One of the advantages of technically still being in France is that I have relatively easy access to French TV, meaning that I was able to watch the highly anticipated Davis Cup final between France and Switzerland at the weekend.
For those who don’t know it, the Davis Cup is an annual event which is a bit like a world cup of tennis. Apart from the Olympics, it is the only event where elite tennis players play for their country rather than for individual glory. The French team, which included the popular Jo-Wilfried Tsonga, the entertaining Gaël Monfils and the veteran Richard Gasquet, were playing the final at home on their chosen red clay surface, and were hoping to cause an upset against a Swiss team reliant on its two star men, Roger Federer and Stan Wawrinka.
In February, in my last attempt to write my blog in French, I wrote about Wawrinka’s wonderful Australian Open victory, which saw him become the first man from outside of the established ‘Top Four’ (Federer, Nadal, Djokovic, Murray) to win a Grand Slam in five years. Wawrinka’s victory indeed proved to be a watershed moment, opening the way for several other players to break through – notably Marin Cilic, who won the US Open at the start of September.
Wawrinka’s stunning rise saw him finally step out of Federer’s shadow and join his fellow countryman at the elite table. And it was Wawrinka, a Davis Cup stalwart rain or shine, who persuaded Federer to join him this year in pursuit of the trophy. Federer had rarely played in the Davis Cup, having often chosen to prioritise his own career. But this year Federer returned, and his resurgent form and Wawrinka’s new found prowess made them a formidable team, despite limited back-up in the Swiss ranks.
In many ways, the week leading up to the final was more dramatic than the final itself. The weekend before, Federer and Wawrinka played against each other in the semi-finals of the ATP Tour Finals in London. Federer won a hotly contested match, but injured his back in the process, declaring forfeit for the final against Novak Djokovic. It then turned out that the pair had had some sort of altercation after the match regarding Federer’s wife shouting out during the match. For a while it looked like it might be a massive Swiss own goal. The days before the final were dominated by speculation regarding morale in the Swiss camp and the condition of Federer’s back.
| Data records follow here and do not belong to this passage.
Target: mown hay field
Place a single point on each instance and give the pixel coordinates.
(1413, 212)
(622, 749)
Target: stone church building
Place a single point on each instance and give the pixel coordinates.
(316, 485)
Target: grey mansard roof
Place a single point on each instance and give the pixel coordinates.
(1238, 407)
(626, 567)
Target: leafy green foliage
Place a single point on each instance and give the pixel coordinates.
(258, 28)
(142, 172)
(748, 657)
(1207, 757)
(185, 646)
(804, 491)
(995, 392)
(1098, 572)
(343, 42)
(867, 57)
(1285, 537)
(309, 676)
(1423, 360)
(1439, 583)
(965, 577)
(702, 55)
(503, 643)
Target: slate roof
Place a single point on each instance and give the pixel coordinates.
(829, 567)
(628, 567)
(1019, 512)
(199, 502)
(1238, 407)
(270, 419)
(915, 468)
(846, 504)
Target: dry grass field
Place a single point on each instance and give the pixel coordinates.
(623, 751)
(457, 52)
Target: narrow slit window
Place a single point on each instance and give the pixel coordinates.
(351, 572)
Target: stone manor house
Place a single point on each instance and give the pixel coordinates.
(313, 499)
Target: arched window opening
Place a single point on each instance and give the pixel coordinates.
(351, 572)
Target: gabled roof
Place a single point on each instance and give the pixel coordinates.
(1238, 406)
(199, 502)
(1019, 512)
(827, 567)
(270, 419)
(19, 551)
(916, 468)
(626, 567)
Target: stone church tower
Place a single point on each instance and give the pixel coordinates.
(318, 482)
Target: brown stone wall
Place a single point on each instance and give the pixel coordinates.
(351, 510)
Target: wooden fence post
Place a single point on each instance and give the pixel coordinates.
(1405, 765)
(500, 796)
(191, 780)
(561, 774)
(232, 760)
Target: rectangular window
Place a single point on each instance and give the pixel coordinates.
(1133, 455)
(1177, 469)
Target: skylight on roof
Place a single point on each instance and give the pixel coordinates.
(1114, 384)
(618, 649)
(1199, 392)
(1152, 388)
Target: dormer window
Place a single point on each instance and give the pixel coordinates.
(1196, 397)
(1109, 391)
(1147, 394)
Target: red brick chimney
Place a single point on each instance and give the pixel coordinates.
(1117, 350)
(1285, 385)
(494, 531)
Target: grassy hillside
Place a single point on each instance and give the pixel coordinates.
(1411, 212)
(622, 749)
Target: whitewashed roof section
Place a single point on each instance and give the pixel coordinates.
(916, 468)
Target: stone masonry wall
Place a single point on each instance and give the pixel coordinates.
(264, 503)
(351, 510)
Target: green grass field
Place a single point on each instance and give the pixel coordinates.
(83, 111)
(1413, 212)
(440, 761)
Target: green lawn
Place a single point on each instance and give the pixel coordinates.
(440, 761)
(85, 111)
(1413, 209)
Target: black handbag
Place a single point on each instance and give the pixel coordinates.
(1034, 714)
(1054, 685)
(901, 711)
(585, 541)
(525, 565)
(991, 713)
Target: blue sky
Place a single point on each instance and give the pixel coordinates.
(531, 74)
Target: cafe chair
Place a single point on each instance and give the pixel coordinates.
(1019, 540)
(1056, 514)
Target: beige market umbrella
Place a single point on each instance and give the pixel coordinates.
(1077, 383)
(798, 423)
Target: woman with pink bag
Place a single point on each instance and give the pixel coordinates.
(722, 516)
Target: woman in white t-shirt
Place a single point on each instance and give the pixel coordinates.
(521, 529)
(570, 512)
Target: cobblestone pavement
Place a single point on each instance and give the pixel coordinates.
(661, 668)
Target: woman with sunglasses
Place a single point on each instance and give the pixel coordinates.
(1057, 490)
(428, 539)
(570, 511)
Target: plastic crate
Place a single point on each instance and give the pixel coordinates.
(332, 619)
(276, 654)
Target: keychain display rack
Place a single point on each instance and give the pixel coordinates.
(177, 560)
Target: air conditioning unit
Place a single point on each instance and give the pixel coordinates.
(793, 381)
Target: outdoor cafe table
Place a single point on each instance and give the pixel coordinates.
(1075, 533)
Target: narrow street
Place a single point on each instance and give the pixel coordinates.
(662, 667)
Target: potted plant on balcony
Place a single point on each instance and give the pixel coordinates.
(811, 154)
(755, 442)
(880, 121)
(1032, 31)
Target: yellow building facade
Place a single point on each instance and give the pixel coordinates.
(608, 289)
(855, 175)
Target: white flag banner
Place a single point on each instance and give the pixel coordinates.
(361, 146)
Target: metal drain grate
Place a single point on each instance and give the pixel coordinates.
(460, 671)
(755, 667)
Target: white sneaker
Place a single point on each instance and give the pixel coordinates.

As it turned out, Federer’s back recovered in time and the clear friendship between the two Swiss players remains as strong as ever. Wawrinka and Federer both played some extraordinary tennis, particularly in their doubles match against Gasquet and Benneteau on the Saturday. Gaël Monfils’s stunning victory over Federer aside, they were unstoppable. Federer sealed the Swiss triumph on Sunday with victory over a helpless Gasquet.
It was a resounding triumph for the Swiss team, and the first time that they have ever won the Davis Cup. Winning this trophy for Switzerland was clearly a dream come true for all those involved. On a personal level, the Davis Cup was the only major honour missing from Federer’s collection of silver and gold, which could now be considered complete. For Wawrinka, it is an incredible end to an incredible year, and a deserved reward for many years faithfully representing the Swiss team. It caps off a remarkable era in which the country has been blessed with two Grand Slam winning tennis players.
But more than anything, it was a monumental moment in Swiss sporting history. It is rare that a Swiss team wins a world championship in a sport that doesn’t involve ice or snow. And they beat the French to do it. Despite taking place in Lille, a surprising number of Swiss fans managed to get tickets, and much of the final was played out with the sound of cowbells ringing around the arena. Those fans were there to witness a special moment for Swiss sport.
If there were doubts about the continuing validity or value of the Davis Cup, these have surely now been erased. Over 27,000 fans watched the final in Lille, setting a new record attendance for an official competitive tennis match. François Hollande attended on the Saturday. Tsonga, injured after the first game, cried during La Marseillaise the following day. Federer shed tears of joy after victory. We might not talk very much about the Davis Cup in the UK, but this was definitely a big deal.